The city itself pitched in more than $3.5 million on the project, investing $2 million during its inception and footing another $1.5 million to help get it across the finish line when construction costs and shipping delays were piling up. In total, with construction costs and development fees, the Housing Authority and all financial supporters were able to leverage that couple of million into more than $20 million toward the project.
It also took the help of Enterprise Community partners, who purchased tax credits from the Housing Authority to help provide the capital to complete the project; the management from 2nd Story Associates and Garden Court, who will act as “owners” of the property; and the Women’s Fund of Santa Barbara, which helped work with 2nd Story Associates to provide all the furnishings and soft goods to make all the units ready for the tenants.
That final push to get the units ready for move-in took even more extra work. The elevator was not quite ready in the week before the grand opening, so a dream team of volunteers lugged every piece of furniture up the stairs (units are on the second, third, and fourth floors) to make every studio “a place to call home,” Fredericks said.

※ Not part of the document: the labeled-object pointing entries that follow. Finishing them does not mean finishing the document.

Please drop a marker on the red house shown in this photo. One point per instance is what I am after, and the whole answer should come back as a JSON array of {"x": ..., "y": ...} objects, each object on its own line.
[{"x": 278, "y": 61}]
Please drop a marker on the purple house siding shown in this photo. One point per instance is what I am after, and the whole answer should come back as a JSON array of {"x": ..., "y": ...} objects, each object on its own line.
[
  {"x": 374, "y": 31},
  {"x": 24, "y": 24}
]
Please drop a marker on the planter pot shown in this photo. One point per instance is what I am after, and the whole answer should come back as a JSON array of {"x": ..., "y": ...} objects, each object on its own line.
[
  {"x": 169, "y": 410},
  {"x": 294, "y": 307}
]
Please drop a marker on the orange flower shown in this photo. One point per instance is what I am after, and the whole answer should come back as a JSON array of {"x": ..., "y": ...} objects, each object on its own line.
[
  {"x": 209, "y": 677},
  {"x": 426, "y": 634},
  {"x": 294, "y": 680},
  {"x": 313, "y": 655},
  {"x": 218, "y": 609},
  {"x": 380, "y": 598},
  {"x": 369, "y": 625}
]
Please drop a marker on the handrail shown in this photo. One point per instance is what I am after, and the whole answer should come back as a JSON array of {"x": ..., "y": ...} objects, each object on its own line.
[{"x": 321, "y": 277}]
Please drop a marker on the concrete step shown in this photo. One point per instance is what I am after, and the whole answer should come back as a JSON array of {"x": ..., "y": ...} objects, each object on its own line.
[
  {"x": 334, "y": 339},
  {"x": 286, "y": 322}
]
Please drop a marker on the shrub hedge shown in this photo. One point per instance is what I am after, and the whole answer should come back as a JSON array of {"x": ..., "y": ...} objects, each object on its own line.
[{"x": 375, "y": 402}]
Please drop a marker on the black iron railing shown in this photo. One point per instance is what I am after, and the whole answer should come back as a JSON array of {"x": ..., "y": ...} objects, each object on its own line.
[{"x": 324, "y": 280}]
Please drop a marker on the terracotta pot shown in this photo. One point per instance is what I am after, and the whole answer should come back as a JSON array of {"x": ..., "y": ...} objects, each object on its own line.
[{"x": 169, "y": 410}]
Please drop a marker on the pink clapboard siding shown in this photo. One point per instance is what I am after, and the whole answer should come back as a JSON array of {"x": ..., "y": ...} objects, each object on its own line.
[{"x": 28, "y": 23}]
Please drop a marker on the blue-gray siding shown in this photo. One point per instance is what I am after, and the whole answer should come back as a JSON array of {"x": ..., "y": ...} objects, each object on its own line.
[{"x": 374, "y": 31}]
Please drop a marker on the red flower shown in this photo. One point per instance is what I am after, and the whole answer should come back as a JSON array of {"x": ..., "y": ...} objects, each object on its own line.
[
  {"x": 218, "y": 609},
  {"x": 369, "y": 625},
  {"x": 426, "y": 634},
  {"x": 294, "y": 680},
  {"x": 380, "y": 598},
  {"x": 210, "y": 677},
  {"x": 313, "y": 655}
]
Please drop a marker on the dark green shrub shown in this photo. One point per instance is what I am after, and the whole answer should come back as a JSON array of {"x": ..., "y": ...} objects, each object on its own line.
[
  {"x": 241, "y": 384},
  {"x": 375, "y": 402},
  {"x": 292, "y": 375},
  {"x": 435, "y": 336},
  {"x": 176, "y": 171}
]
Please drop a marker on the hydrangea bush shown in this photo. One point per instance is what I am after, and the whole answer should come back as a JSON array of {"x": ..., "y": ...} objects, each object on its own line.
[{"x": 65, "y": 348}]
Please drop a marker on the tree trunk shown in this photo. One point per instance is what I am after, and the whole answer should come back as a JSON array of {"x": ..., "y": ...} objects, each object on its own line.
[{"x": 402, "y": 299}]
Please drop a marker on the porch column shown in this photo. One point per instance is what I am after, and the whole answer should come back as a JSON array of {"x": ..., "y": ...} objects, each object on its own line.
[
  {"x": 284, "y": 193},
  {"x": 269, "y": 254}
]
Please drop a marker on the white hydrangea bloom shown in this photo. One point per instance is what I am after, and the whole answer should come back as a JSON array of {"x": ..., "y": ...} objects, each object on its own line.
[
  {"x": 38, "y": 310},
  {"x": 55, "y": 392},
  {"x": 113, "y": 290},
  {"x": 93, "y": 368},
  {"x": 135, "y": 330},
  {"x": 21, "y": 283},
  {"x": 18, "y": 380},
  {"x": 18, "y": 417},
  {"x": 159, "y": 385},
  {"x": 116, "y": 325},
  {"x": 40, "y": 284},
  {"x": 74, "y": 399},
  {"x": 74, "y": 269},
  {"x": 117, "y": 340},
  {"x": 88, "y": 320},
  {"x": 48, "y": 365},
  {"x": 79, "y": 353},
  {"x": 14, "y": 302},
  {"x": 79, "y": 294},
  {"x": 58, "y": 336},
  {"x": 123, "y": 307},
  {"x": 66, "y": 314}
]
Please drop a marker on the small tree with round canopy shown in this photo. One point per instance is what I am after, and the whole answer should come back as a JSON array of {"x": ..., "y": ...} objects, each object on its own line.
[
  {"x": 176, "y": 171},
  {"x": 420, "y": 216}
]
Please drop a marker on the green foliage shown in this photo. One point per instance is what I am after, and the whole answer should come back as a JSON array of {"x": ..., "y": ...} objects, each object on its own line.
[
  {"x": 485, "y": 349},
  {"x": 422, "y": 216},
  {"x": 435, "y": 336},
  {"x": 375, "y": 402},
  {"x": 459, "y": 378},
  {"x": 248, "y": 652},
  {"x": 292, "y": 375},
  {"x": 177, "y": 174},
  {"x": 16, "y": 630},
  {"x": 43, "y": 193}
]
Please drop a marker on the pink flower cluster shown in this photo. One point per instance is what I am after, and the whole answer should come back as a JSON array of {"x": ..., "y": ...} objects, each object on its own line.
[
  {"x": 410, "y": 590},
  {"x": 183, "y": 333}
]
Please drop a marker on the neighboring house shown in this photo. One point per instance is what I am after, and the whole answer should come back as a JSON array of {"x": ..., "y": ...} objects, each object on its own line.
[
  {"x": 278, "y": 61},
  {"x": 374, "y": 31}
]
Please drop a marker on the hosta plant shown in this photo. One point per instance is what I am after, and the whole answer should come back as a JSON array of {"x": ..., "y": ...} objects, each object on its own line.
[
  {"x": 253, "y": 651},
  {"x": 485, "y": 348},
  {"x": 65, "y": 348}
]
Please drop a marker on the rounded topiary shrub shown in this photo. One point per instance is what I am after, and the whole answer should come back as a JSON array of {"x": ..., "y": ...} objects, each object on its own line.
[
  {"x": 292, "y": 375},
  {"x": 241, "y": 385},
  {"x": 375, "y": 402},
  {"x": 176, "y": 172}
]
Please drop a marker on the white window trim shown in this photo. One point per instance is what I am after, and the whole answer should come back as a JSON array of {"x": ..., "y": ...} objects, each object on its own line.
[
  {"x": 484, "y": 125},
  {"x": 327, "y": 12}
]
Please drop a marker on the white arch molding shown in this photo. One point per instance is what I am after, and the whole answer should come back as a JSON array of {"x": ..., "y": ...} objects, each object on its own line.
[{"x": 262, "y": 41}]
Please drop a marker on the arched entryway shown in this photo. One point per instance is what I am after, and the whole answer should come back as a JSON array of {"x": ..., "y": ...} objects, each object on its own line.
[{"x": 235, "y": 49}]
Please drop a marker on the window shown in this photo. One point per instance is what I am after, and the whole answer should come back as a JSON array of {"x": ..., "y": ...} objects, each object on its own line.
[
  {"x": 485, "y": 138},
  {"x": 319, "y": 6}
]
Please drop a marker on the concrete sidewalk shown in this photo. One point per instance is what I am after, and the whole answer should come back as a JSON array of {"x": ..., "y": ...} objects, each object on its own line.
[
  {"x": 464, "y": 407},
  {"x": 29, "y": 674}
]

He gave a special shout-out to the state elevator inspector, who had arrived just before the grand opening to give the building the final seal of approval. That inspection also took the power of collaboration: The inspection was scheduled for September 12, but when the Housing Authority was flooded with tenant applications and the units were ready to go, State Senator Monique Limón’s office made some calls, pulled some strings, and “magically, the schedule moved up,” Fredericks joked.
The modern architecture of the project is a departure from the usual white walls and red tiles of downtown Santa Barbara, but it fits the neighborhood in which it sits, right between Dune Coffee on Anacapa and Vera Cruz Park.
Construction on the project was handled by McGillivray Construction, a Ventura-based company that Fredericks said was “fantastic” and on-budget. “I wish I could use them on every development,” Fredericks said. “They understand multi-family housing.”
Half of the tenants were placed through DignityMoves’ tiny homes and will be going from transitional housing to permanent units at Vera Cruz. Other tenants are all low-income or disabled or have previously experienced homelessness. Tenants will pay 30 percent of their rent with the rest covered through housing vouchers and Section 8 support.
New Beginnings Counseling Center, which runs support services at the Housing Authority’s veteran housing development, Johnson Court, will run similar support services for all the tenants at Vera Cruz Village.
Government officials from all over the region were in attendance at the grand opening, including Mayor Randy Rowse; city councilmembers Eric Friedman, Kristen Sneddon, and Oscar Gutierrez; and 1st District Supervisor Das Williams.
Williams noted that the collaboration with the city Housing Authority is just another example of the regional governments “pushing in the same direction” to tackle housing insecurity. Similar projects are already in the works in the county, Williams said, such as a Super 8 motel in Goleta that will soon be converted to Section 8 housing, and an Isla Vista sorority house that will become transitional housing.
“Bad news is that it’s not enough,” Williams said. Despite the hundreds of individuals who have been placed in transitional housing units over the past two years, there is still a severe shortage of permanent and stable housing for the same individuals, who Williams said are “clean, sober, and ready to house with nowhere to go.”
He said he hopes this is a sign of what’s to come, and with cities like Santa Barbara’s demographics changing as rental prices skyrocket — “the Latino population is shrinking,” he said — it’s more important than ever to “embrace a dedicated revenue source” to continue funding truly affordable housing.
“We can house our community,” he said.